Macho Sluts
- Cover of the first edition
- Author: Pat Califia
- Language: English
- Publisher: Alyson Publications
- Publication date: 1988
- Publication place: United States
- Media type: Print

= Macho Sluts =

1988 book by Pat Califia

Macho Sluts is a 1988 book of erotic short stories by Pat Califia, published by Alyson Publications. Then lesbian identified, Califia had written the stories between 1977 and 1988 during a period of fierce struggle between lesbian feminist sadomasochism practitioners and anti-pornography feminists in the San Francisco Bay Area. Media scholar Carolyn Bronstein has characterized these articles, and the anthology, as lesbian romance fiction. As such, they made lesbians visible within the leather and sadomasochist communities, and lesbians practicing what came to be known as "power exchange" visible in the feminist community.
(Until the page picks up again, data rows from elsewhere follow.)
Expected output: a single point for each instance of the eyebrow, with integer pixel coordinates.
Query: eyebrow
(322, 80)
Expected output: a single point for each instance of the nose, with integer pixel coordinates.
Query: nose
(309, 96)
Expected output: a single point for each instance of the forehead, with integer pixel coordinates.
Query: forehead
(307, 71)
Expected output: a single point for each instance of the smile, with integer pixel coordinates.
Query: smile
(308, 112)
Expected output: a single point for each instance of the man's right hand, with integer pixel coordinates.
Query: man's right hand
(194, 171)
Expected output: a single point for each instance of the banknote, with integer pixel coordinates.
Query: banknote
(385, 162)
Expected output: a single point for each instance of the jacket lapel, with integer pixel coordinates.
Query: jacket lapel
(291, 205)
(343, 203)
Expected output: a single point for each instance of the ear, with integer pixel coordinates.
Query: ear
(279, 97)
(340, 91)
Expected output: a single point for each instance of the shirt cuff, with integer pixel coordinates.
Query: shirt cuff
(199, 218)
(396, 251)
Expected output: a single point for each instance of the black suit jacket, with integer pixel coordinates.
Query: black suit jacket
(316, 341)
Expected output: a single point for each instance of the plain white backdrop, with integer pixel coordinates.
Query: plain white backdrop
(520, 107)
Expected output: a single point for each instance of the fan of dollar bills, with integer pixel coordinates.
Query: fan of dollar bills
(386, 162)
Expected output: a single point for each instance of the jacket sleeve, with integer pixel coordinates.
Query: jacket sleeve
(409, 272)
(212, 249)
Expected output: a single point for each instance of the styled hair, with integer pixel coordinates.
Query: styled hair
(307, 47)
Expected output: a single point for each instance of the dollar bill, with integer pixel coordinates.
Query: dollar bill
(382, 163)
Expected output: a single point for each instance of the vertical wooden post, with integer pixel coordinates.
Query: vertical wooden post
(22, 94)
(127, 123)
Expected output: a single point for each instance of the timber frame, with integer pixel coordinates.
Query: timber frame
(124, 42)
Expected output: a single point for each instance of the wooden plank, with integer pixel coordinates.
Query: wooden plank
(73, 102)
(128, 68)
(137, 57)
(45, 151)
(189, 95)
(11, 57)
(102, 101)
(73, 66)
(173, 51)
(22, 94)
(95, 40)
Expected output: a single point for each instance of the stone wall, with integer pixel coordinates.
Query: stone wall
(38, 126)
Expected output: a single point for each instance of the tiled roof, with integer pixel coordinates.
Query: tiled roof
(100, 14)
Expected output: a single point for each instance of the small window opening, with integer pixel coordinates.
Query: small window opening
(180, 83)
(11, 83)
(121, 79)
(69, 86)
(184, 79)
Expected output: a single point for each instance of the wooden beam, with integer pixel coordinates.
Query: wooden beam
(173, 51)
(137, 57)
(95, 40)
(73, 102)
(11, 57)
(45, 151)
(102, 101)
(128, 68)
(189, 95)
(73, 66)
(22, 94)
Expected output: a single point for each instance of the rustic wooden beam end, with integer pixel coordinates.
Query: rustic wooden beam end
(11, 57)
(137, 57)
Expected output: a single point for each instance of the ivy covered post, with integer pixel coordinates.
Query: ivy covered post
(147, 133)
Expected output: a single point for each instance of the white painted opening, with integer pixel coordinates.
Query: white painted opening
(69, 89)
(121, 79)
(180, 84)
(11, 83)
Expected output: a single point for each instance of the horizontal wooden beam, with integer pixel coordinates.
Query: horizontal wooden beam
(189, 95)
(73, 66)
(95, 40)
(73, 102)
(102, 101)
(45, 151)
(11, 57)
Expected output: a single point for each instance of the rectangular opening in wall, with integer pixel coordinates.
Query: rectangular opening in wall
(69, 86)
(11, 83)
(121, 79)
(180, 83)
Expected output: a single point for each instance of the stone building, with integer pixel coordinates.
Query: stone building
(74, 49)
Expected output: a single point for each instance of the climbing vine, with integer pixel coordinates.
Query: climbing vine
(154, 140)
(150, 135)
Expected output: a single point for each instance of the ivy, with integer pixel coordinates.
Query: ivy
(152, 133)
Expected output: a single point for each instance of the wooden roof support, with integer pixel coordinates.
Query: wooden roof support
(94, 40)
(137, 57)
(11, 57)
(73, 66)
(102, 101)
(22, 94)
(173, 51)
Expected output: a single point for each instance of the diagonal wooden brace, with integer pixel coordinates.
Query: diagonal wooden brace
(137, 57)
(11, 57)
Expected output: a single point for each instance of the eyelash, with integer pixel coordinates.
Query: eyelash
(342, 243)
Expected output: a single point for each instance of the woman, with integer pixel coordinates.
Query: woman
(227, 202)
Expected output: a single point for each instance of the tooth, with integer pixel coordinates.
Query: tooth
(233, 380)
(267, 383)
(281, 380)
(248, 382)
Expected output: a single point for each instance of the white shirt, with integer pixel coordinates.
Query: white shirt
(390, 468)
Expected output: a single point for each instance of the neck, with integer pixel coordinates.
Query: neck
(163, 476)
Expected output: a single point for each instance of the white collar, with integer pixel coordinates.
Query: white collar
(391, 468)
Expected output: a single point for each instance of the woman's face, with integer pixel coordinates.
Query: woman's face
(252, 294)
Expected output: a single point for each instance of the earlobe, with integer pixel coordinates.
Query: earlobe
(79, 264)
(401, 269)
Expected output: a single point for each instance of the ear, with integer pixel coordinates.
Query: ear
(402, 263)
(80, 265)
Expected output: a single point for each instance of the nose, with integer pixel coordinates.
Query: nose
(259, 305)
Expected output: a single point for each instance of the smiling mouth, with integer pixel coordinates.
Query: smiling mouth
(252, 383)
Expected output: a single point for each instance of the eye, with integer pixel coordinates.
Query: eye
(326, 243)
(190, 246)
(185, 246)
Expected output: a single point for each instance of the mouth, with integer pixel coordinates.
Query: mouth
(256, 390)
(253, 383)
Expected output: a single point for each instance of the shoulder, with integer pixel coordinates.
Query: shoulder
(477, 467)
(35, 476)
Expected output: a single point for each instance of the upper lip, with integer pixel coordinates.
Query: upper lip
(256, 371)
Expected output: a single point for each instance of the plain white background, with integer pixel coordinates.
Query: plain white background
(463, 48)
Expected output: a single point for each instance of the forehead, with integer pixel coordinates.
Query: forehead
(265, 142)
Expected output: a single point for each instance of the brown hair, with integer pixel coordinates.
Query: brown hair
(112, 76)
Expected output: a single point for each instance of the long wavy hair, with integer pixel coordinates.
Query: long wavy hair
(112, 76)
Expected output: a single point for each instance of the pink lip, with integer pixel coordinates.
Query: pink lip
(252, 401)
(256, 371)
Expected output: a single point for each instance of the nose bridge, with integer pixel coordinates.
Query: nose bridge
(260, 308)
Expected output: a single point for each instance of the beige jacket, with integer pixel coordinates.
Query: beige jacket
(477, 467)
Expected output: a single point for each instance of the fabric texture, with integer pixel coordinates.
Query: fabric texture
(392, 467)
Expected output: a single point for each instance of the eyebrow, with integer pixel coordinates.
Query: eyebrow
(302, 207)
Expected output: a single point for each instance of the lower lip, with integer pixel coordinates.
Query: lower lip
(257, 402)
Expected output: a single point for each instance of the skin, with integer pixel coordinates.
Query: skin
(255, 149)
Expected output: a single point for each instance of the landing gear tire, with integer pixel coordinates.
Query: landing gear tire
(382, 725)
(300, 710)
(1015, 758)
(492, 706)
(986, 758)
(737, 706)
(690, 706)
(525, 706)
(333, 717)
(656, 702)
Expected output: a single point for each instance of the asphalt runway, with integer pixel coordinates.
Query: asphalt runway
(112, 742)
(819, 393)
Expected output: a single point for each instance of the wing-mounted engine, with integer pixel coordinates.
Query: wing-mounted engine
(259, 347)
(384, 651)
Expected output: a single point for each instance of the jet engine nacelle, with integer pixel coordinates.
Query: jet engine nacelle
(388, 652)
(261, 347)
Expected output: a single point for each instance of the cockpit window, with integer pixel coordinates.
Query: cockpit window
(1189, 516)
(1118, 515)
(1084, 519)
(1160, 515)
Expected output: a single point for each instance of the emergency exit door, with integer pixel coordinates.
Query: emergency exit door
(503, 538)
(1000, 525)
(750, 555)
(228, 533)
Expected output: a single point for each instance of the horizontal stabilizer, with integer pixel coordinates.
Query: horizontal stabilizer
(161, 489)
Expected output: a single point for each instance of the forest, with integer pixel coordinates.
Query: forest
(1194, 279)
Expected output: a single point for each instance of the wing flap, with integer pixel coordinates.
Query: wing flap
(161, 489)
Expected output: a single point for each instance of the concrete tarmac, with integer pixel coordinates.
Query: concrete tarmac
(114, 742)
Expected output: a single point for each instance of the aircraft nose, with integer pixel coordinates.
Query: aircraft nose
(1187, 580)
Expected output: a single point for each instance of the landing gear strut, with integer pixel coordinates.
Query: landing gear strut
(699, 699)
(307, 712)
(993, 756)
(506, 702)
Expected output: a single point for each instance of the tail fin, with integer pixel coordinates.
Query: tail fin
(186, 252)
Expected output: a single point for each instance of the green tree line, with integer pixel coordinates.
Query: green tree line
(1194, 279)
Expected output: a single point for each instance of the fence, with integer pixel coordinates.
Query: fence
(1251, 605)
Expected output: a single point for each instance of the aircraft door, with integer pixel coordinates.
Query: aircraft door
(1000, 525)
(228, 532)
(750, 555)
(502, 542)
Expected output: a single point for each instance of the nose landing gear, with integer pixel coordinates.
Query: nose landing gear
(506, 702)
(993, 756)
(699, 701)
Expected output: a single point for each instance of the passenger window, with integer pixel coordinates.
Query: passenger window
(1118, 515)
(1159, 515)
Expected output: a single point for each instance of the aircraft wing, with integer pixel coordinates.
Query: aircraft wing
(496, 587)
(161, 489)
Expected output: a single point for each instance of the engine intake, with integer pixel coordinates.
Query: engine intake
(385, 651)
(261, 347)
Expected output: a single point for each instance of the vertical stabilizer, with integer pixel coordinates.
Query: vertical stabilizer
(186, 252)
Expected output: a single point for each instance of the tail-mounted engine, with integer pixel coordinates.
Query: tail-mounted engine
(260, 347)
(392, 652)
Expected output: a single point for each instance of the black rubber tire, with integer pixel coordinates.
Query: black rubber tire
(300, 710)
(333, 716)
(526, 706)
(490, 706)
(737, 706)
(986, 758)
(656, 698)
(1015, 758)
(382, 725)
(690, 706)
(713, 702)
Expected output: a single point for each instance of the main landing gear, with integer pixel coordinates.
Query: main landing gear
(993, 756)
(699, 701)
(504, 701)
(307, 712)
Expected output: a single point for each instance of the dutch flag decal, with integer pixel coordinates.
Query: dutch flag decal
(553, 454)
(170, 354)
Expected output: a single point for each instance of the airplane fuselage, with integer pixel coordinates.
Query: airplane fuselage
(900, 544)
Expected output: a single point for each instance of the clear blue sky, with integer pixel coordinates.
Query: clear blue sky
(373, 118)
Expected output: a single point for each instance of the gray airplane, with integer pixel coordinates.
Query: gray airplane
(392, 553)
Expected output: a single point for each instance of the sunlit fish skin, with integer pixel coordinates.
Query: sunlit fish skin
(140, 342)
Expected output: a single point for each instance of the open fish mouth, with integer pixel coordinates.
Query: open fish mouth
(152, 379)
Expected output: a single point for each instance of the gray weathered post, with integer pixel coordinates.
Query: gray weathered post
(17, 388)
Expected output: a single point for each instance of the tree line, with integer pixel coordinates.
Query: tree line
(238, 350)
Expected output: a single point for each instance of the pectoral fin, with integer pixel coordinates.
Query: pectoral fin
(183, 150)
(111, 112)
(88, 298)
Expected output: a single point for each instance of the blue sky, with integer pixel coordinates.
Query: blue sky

Bronstein characterizes the collection as an activist response to anti-pornography feminists' characterization of sadomasochism as a "dangerous form of sexuality that reproduced the positions of power associated with heterosexuality."

Exploring sadomasochism fantasy concepts, it includes the stories "The Calyx of Isis" and "Jessie" along with six other shorter works, "The Finishing School", "The Hustler", "The Surprise Party", "The Vampire", "The Spoiler", and "A Dash of Vanilla". It includes lesbians, gay men, and those of indeterminate sexuality, with their broad ranges of fantasies.

On its original publication the book was sold in a plastic shrink wrap with a free badge stating "Macho Slut".